Circle – Square Problem (Stolen from Dan Meyer’s site)

We are only three (well, really two and a half) days from spring break. Spring itself comes late in NE PA but spring break comes early for us. We are in the thicket of infinite series in Calc BC and I wanted to take the last three days on a tour of an old AP Free Response section. I wanted to send them on their break with the full realization that they know almost everything that they’ll need to know in May. So, yesterday I ran off copies of the two calculator questions from an AP test along with the grading rubric. Figured it would be a good working day while I listened in and roamed a bit. Then at 6 this morning I read Dan Meyer’s newest blog post and immediately decided to scrap my plans. He presented the following problem

Given an arbitrary point P on a line segment AB, let AP form the perimeter of a square and PB form the circumference of a circle. Find P such that the area of the square and circle are equal.

and, as usual, presented a challenge to his readers.

What can you do with this? How can you improve the task?

I’m not sure how much I improved the task, but I did make some decisions about what to do with it. The first decision I made was to hand my students some blank paper and simply read the question to them. I read it carefully twice. I did not want to visualize it for them, I wanted to see what they would do with this. I was surprised that most of them did their best to jot down the exact words that I said.  (This was in my quiet, small morning group – I am just getting ready to meet with my afternoon group) Almost all of them proceeded to draw a line segment and label a point P pretty near the middle. One student identified the two partitions as x and y. Very algebraic! My more engaged (and much larger) second class responded almost unanimously by drawing a segment. They hardly bothered with the words at all. One student had a segment with a square imposed on one side and a circle imposed on the other. Nice.

Both classes were comfortable (being BC Calculus kids, I expected them to be) with some general statements of the area either interns of a variable or in terms of segment notation. Both classes decided that it would be nice to have a default length for the segment AB and they each suggested 1 as the length. This was interesting, I went immediately to 100 as a nice default value. I was thinking in terms of a percentage of length. My first class let me get away with that and we reached a solution to the quadratic pretty quickly. My second class was insistent that 1 was a better choice. Of course, the critical balance value is found regardless. By the time the afternoon class had met the hive mind was working full bore on this problem. I shared Dan Anderson’s terrific Desmos demonstration and I also showed the the Math Hombre’s GeoGebra sketch of the problem.

As per Dan’s suggestion on twitter, I asked my students to try and optimize the situation. Both classes were very quick to conclude that the largest area is the trivial case of the entire segment being used to make the circle. When we graphed the function that represented the sum of the areas it looked tantalizingly close to the equal area point being the minimum. Sadly, this was not to be. We also discussed another scenario proposed on twitter and that was to have different regular shapes, not just a circle and a square.

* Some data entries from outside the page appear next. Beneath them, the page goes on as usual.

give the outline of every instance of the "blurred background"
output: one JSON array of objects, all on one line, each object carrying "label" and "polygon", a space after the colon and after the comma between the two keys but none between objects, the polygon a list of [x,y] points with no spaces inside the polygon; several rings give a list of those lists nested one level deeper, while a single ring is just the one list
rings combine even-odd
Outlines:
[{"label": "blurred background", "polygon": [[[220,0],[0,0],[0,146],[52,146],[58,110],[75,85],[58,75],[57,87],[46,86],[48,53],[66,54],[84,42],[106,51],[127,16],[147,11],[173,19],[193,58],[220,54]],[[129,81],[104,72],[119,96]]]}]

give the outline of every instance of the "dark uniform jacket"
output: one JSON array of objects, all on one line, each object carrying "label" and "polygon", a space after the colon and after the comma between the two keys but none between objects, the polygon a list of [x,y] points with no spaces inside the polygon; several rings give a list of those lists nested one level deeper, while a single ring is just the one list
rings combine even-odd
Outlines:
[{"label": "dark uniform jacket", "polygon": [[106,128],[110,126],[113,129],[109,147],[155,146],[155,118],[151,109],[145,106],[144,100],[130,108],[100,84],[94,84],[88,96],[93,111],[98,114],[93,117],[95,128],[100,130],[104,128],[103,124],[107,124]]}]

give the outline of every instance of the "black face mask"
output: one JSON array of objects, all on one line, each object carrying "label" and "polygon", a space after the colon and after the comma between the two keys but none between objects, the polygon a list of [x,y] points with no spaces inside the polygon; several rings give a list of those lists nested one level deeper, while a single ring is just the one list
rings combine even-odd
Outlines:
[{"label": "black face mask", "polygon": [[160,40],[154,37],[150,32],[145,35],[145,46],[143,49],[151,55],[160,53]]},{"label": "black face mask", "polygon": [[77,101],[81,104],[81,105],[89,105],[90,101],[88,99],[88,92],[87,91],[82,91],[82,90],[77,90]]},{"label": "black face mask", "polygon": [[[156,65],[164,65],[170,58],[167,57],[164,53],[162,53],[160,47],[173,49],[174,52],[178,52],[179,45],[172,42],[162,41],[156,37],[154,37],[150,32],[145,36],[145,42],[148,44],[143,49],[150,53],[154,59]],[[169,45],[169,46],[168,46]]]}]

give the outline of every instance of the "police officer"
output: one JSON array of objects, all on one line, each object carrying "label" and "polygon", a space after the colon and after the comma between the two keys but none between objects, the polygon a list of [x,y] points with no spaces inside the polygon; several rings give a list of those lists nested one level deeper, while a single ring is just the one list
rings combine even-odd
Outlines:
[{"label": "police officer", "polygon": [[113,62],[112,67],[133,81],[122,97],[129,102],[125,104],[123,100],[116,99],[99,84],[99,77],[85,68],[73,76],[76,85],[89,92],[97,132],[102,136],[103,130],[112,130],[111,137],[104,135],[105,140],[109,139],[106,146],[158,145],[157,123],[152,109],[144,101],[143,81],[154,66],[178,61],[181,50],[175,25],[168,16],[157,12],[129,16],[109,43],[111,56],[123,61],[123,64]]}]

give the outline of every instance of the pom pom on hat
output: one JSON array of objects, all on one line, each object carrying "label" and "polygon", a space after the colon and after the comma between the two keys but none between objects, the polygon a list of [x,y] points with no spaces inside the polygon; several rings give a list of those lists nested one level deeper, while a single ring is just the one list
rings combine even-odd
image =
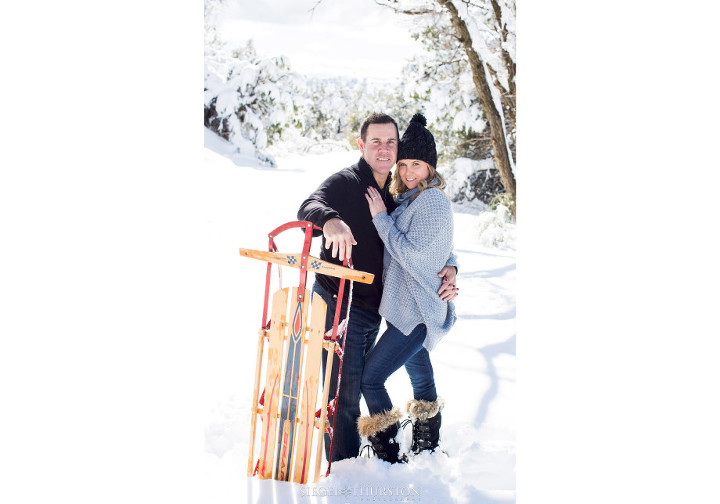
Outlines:
[{"label": "pom pom on hat", "polygon": [[416,123],[422,124],[423,126],[427,126],[427,119],[425,119],[425,116],[420,113],[412,116],[412,119],[410,119],[410,122],[411,123],[416,122]]},{"label": "pom pom on hat", "polygon": [[425,127],[427,119],[422,114],[415,114],[410,119],[405,133],[398,143],[398,161],[401,159],[419,159],[437,168],[437,150],[435,137]]}]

I was proud of how open my students were to exploring this open-ended question. I was impressed that they were such careful listeners when I presented the problem to them verbally. Many of them are not note-takers, but they were willing to dive in and play on paper with this problem.

I am left with a some ideas/issues to ponder.

  1. I need to figure out a way to find time at the beginning of next year to give my students the opportunity to familiarize themselves with Desmos and GeoGebra. I wonder how I can structure this appropriately. When they see the dynamic visualizations the conversation opens up.
  2. By my standards, I think I did a pretty good job of getting out of the way today. I still started too many of the conversations, but I let the questions percolate from them. I need to find some sort of mantra or something to remind myself to be more quiet and take more time to let the questions arise.
  3. As with many class conversations, the pace was dictated by a few students who are more eager to share ideas and ask questions. I need to work on respecting this while also creating a buffer for those who take a few more moments to ponder.

So happy I scrapped my plan of canned AP FR questions today. I hope that the students are happy about this as well.